Language helps us to frame problems and challenges.
George Lakoff introduced me to how language frames arguments in the political sphere.
Today I attended the DevJam simulcast of the Startup Lessons Learned conference. This global meetup was the brain child of Eric Ries. Eric coined the concept of Minimum Viable Product and is the cheerleader of the lean-startup movement.
Now I have heard of
- Minimum Viable Product;
- Minimum Desirable Product; and
- Minimum Feasible Product.
It seems all the Minimum Product ideas are hypothesis-driven approaches to product development. That is, with a product hypothesis, or hypotheses, one builds as much as needed to test the product hypotheses.
One of the take-aways I got from Startup Lessons Learned is there are several ways to linguistically frame software product development. Viable, Desirable, and Feasible are Framing words – they frame how we think of our product development.
Andrew adds Minimum Feasible Product to the mix, then distinguishes differences between Viable, Desirable, and Feasible.
|Desirable||think user experience|
Desirable hits my sweet spot.
Viable, while helpful, has a air of life support about it.

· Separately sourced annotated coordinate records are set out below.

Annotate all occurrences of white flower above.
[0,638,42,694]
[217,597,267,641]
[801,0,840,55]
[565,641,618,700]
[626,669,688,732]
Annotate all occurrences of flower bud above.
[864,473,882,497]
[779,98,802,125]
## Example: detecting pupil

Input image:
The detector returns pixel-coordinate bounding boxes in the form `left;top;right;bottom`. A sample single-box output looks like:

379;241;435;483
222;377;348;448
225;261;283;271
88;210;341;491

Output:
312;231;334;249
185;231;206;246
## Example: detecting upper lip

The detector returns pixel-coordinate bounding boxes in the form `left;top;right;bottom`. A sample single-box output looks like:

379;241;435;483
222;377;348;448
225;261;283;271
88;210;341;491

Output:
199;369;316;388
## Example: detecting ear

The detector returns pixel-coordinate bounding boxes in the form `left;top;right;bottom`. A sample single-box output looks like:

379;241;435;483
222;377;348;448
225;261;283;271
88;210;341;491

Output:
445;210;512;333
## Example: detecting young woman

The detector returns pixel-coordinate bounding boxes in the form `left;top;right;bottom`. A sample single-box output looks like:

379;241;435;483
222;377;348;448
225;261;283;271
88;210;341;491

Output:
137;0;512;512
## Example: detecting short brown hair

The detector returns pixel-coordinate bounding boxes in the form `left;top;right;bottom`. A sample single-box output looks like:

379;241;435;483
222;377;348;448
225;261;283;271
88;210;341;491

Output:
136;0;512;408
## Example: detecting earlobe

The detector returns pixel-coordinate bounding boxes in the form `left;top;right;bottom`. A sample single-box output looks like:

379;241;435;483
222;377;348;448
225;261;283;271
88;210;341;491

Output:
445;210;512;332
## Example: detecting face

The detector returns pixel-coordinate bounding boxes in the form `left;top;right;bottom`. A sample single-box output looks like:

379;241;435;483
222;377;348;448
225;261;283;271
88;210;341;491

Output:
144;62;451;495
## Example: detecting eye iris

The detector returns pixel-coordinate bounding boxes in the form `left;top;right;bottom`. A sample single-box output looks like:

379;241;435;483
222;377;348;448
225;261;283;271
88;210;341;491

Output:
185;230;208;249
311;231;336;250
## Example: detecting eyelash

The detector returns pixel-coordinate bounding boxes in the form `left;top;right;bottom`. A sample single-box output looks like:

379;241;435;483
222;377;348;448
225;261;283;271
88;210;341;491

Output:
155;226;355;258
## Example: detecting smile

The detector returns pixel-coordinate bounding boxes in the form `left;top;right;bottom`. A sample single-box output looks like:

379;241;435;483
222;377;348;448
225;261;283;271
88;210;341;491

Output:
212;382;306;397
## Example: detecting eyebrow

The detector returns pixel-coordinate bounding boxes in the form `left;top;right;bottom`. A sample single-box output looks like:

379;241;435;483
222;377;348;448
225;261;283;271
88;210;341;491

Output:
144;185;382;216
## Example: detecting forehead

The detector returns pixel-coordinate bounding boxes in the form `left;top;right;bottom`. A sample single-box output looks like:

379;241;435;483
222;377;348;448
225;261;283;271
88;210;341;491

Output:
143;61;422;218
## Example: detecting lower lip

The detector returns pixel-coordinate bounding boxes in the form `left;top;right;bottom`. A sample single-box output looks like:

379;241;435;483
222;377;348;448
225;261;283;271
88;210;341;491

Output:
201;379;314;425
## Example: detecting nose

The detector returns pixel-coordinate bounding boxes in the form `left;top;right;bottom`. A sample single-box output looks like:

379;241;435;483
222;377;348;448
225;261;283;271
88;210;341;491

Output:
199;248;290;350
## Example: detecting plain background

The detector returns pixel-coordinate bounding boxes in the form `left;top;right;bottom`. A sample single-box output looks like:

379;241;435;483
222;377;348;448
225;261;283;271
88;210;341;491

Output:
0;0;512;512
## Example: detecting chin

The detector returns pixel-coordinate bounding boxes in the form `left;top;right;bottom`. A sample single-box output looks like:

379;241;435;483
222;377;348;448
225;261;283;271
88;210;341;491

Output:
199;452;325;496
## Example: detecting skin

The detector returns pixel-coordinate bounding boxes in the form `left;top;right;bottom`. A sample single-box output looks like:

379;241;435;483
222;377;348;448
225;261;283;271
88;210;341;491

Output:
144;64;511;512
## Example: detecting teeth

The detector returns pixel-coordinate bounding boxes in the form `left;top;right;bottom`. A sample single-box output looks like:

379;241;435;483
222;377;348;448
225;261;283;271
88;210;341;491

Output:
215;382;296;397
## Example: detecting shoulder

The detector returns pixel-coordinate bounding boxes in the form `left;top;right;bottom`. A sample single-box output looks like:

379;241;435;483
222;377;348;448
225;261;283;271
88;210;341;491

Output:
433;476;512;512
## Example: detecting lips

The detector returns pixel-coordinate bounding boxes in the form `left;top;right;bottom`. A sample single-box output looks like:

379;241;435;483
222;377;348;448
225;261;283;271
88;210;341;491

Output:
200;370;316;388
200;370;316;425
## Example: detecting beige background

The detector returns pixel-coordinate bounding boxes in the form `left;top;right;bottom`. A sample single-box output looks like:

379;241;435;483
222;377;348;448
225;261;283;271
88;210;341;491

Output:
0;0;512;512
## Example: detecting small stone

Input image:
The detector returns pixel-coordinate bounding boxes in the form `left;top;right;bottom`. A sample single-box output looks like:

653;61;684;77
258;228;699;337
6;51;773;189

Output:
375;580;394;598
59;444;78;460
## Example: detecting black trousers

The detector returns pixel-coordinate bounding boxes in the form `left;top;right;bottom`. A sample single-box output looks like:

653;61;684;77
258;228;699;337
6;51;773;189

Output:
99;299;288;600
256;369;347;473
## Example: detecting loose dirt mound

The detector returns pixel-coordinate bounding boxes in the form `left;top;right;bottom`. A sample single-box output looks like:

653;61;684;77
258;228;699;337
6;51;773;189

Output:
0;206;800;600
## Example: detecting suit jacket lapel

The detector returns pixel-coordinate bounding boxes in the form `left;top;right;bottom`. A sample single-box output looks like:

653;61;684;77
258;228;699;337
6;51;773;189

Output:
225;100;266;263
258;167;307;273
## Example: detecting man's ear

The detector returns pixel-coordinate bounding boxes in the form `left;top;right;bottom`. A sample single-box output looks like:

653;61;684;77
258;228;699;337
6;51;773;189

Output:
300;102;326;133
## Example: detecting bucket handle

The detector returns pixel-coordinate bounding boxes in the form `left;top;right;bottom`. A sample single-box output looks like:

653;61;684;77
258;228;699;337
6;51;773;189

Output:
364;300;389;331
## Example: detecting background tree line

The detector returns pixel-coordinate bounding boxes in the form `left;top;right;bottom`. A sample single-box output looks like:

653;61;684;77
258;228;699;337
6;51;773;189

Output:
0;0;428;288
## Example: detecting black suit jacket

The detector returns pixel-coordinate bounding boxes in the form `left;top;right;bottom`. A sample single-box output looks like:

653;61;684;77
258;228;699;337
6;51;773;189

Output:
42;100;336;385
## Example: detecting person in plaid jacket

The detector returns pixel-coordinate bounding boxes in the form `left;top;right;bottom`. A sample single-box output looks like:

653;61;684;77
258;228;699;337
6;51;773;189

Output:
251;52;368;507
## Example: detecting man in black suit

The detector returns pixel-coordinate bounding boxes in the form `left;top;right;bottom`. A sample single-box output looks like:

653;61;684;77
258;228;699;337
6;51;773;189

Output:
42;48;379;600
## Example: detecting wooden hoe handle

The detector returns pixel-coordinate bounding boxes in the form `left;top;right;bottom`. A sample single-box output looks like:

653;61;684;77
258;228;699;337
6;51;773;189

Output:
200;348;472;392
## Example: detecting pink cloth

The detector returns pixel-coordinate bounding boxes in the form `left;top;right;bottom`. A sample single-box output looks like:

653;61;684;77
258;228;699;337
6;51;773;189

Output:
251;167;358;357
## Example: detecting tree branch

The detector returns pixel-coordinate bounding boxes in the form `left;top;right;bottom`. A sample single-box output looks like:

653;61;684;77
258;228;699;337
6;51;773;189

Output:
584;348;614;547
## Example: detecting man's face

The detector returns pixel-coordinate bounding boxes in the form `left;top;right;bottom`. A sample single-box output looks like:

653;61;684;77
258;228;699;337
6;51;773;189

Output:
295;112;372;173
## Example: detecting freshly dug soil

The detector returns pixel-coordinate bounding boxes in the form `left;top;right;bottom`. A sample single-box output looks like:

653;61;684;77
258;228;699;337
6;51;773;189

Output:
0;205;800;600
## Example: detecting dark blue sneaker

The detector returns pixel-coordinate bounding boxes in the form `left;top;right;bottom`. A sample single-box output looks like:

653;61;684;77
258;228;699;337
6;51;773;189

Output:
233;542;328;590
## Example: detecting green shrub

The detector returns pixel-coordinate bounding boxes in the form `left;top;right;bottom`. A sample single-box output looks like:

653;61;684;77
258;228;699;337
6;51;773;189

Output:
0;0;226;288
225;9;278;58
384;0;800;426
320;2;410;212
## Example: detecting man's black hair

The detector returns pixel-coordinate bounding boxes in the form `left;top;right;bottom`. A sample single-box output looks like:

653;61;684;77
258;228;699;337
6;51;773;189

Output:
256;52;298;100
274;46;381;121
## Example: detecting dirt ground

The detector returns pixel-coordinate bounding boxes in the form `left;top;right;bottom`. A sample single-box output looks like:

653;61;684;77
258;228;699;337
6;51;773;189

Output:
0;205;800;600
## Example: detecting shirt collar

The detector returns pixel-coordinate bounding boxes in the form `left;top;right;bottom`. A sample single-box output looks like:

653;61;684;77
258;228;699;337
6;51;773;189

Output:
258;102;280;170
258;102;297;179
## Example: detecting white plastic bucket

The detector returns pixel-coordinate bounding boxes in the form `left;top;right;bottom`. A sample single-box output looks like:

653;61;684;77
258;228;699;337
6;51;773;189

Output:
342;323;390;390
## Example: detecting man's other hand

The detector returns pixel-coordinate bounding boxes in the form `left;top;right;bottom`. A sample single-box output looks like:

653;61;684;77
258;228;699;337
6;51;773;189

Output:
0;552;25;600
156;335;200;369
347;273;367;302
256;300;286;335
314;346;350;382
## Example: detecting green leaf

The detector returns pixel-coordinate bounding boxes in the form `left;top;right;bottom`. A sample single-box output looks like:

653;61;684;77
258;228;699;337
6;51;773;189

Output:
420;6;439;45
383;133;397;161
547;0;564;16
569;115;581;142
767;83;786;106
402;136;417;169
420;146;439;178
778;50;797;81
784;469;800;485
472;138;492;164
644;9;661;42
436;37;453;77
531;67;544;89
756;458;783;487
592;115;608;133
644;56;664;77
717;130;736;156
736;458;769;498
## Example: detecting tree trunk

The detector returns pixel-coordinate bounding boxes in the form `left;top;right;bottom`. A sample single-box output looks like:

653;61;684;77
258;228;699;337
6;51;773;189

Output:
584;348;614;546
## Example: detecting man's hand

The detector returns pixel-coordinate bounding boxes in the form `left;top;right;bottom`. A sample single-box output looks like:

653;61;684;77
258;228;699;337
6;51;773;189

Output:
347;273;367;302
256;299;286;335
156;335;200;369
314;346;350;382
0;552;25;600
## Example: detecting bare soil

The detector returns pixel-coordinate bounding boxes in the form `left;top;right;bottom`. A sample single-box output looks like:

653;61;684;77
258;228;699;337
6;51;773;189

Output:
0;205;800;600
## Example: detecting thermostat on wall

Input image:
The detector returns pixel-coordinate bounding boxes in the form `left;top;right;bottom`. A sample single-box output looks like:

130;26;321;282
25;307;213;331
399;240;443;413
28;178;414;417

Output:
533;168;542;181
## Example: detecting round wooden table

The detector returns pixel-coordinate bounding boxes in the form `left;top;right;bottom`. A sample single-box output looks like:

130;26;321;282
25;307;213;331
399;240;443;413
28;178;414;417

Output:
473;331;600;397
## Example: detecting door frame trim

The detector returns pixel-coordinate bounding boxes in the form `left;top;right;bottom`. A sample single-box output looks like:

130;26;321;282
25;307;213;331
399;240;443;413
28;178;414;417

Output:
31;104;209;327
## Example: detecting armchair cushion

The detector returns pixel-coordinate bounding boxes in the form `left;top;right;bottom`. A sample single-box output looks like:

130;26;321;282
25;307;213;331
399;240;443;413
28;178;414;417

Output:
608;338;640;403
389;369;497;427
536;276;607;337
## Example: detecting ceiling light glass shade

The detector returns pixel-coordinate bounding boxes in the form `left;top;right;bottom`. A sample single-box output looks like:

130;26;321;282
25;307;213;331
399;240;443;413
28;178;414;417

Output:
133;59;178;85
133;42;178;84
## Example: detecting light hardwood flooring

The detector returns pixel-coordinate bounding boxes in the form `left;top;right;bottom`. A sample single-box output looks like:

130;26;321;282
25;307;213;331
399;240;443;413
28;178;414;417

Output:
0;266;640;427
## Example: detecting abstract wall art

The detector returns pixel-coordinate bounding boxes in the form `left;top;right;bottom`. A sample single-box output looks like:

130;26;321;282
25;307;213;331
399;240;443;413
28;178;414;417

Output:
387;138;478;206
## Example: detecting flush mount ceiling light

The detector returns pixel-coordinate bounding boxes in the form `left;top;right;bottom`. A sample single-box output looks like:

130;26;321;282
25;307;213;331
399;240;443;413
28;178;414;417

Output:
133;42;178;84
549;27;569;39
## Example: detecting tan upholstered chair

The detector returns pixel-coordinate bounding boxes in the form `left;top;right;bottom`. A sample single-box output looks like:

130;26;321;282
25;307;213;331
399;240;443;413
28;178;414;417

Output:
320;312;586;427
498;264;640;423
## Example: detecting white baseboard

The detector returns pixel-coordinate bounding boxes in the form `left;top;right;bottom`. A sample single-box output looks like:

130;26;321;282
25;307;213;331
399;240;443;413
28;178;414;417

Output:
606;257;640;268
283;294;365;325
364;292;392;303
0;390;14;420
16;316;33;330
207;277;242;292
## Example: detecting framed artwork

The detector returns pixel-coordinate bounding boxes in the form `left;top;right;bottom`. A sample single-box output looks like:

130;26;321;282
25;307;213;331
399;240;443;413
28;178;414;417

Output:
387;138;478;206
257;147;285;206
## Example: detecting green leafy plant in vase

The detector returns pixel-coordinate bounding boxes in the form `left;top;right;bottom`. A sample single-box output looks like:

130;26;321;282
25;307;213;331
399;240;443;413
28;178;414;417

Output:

Feasible, also helpful, has a hint of the analysis-paralysis syndrome.
The inventor’s challenge is to change minds & behavior.
In Switch, Chip and Dan Heath argue for appealing to The Elephants and The Riders. The emotional side of change is The Elephant. The rational side of change is The Rider. They say,
“The Elephant’s hunger for instant gratiﬁcation is the opposite of the Rider’s strength, which is the ability to think long-term, to plan, to think beyond the moment.”
Our software products need desirability at their core. They must inspire and appeal to emotions – to satisfy The Elephants in us, but then, over time, they must also provide lasting value – to satisfy The Riders in us.
Start with the goal of desirable. Desirable gets us into the game.